Danieli, in particolare, ritiene “urgente l'assunzione del nuovo direttore Giochi”, e solleva critiche – e accuse di “nepotismo” – in merito all'operato dei due ispettori interni “per aver fatto” a suo dire “modifiche alla prassi, al contratto di lavoro, anche in altre aree aziendali, senza informare i dipendenti che si sono trovati impreparati allo svolgimento dei propri compiti”.

Quindi per lui non è più rinviabile “un consolidamento degli equilibri organizzativi del ramo Giochi”.

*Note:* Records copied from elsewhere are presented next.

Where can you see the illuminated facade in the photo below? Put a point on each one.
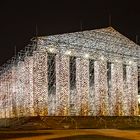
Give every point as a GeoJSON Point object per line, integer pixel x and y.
{"type": "Point", "coordinates": [88, 73]}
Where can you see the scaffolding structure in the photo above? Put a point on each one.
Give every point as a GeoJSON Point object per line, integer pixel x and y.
{"type": "Point", "coordinates": [79, 73]}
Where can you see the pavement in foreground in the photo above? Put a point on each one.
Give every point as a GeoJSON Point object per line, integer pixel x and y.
{"type": "Point", "coordinates": [75, 134]}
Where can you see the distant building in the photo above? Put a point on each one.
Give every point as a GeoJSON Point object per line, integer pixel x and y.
{"type": "Point", "coordinates": [87, 73]}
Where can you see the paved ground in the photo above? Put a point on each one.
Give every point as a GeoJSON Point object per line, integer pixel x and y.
{"type": "Point", "coordinates": [81, 134]}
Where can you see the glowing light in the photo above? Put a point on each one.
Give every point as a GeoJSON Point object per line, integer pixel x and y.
{"type": "Point", "coordinates": [102, 58]}
{"type": "Point", "coordinates": [52, 50]}
{"type": "Point", "coordinates": [25, 88]}
{"type": "Point", "coordinates": [86, 55]}
{"type": "Point", "coordinates": [68, 52]}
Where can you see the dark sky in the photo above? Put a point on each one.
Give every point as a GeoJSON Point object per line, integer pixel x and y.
{"type": "Point", "coordinates": [18, 20]}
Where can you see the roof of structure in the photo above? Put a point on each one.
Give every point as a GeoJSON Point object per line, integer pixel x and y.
{"type": "Point", "coordinates": [103, 34]}
{"type": "Point", "coordinates": [105, 39]}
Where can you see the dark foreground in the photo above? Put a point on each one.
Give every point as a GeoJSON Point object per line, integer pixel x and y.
{"type": "Point", "coordinates": [79, 134]}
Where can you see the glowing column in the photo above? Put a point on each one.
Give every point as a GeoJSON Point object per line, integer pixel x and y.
{"type": "Point", "coordinates": [116, 94]}
{"type": "Point", "coordinates": [29, 104]}
{"type": "Point", "coordinates": [20, 96]}
{"type": "Point", "coordinates": [101, 94]}
{"type": "Point", "coordinates": [14, 91]}
{"type": "Point", "coordinates": [82, 85]}
{"type": "Point", "coordinates": [132, 89]}
{"type": "Point", "coordinates": [62, 84]}
{"type": "Point", "coordinates": [40, 83]}
{"type": "Point", "coordinates": [10, 92]}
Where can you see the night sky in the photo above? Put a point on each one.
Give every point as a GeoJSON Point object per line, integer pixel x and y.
{"type": "Point", "coordinates": [18, 20]}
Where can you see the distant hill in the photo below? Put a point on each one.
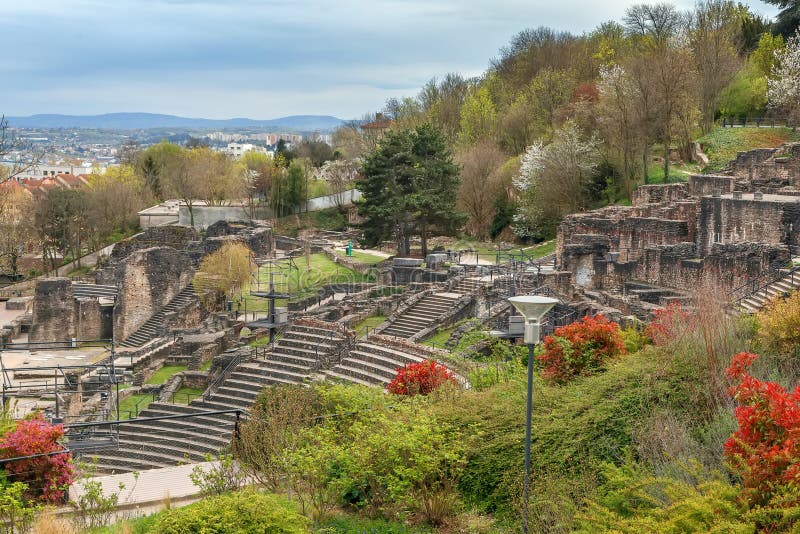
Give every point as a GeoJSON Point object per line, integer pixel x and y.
{"type": "Point", "coordinates": [140, 121]}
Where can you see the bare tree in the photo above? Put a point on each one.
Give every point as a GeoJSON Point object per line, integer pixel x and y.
{"type": "Point", "coordinates": [554, 180]}
{"type": "Point", "coordinates": [480, 185]}
{"type": "Point", "coordinates": [662, 67]}
{"type": "Point", "coordinates": [340, 175]}
{"type": "Point", "coordinates": [784, 84]}
{"type": "Point", "coordinates": [618, 118]}
{"type": "Point", "coordinates": [714, 39]}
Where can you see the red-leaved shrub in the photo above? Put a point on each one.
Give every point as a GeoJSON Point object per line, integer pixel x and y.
{"type": "Point", "coordinates": [420, 378]}
{"type": "Point", "coordinates": [47, 477]}
{"type": "Point", "coordinates": [765, 450]}
{"type": "Point", "coordinates": [580, 348]}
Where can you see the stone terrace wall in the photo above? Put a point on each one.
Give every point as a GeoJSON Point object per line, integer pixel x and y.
{"type": "Point", "coordinates": [773, 219]}
{"type": "Point", "coordinates": [679, 267]}
{"type": "Point", "coordinates": [652, 194]}
{"type": "Point", "coordinates": [705, 184]}
{"type": "Point", "coordinates": [53, 310]}
{"type": "Point", "coordinates": [148, 280]}
{"type": "Point", "coordinates": [159, 236]}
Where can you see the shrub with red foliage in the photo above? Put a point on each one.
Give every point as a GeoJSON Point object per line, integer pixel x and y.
{"type": "Point", "coordinates": [47, 477]}
{"type": "Point", "coordinates": [667, 324]}
{"type": "Point", "coordinates": [580, 348]}
{"type": "Point", "coordinates": [765, 450]}
{"type": "Point", "coordinates": [420, 378]}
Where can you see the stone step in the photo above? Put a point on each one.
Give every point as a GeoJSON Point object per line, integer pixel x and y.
{"type": "Point", "coordinates": [111, 463]}
{"type": "Point", "coordinates": [386, 373]}
{"type": "Point", "coordinates": [244, 384]}
{"type": "Point", "coordinates": [157, 453]}
{"type": "Point", "coordinates": [162, 444]}
{"type": "Point", "coordinates": [400, 329]}
{"type": "Point", "coordinates": [313, 330]}
{"type": "Point", "coordinates": [242, 403]}
{"type": "Point", "coordinates": [337, 376]}
{"type": "Point", "coordinates": [229, 391]}
{"type": "Point", "coordinates": [286, 376]}
{"type": "Point", "coordinates": [301, 360]}
{"type": "Point", "coordinates": [380, 360]}
{"type": "Point", "coordinates": [362, 376]}
{"type": "Point", "coordinates": [221, 403]}
{"type": "Point", "coordinates": [302, 352]}
{"type": "Point", "coordinates": [202, 423]}
{"type": "Point", "coordinates": [390, 354]}
{"type": "Point", "coordinates": [213, 436]}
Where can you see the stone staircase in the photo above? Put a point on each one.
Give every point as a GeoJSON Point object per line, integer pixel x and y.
{"type": "Point", "coordinates": [470, 284]}
{"type": "Point", "coordinates": [754, 302]}
{"type": "Point", "coordinates": [371, 364]}
{"type": "Point", "coordinates": [94, 291]}
{"type": "Point", "coordinates": [168, 442]}
{"type": "Point", "coordinates": [152, 327]}
{"type": "Point", "coordinates": [421, 315]}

E le domande di Danieli non finiscono qui: “Perché non si assumono croupier? Perché non si aprono tavoli di roulette francese tutte le sere? Perché si continua con le cooperative e assunzioni temporanee interinali?
II presidente parla di parcheggi e nuovo ingresso, credo che sia molto più importante recuperare il bar e ristorante, il Roof, i galà, gli inviti, le ospitalità, ecc.”.

E, infine, un cenno sugli appalti: “Il bando per la vigilanza è stato indetto, l'esito ci sarà a breve; l'appalto per le pulizie è stato prorogato fino al termine del 2026; quello per il bar prorogato per tre anni (da aprile 2025), in attesa dell'udienza per i 12 dipendenti rinviata al 2026)”.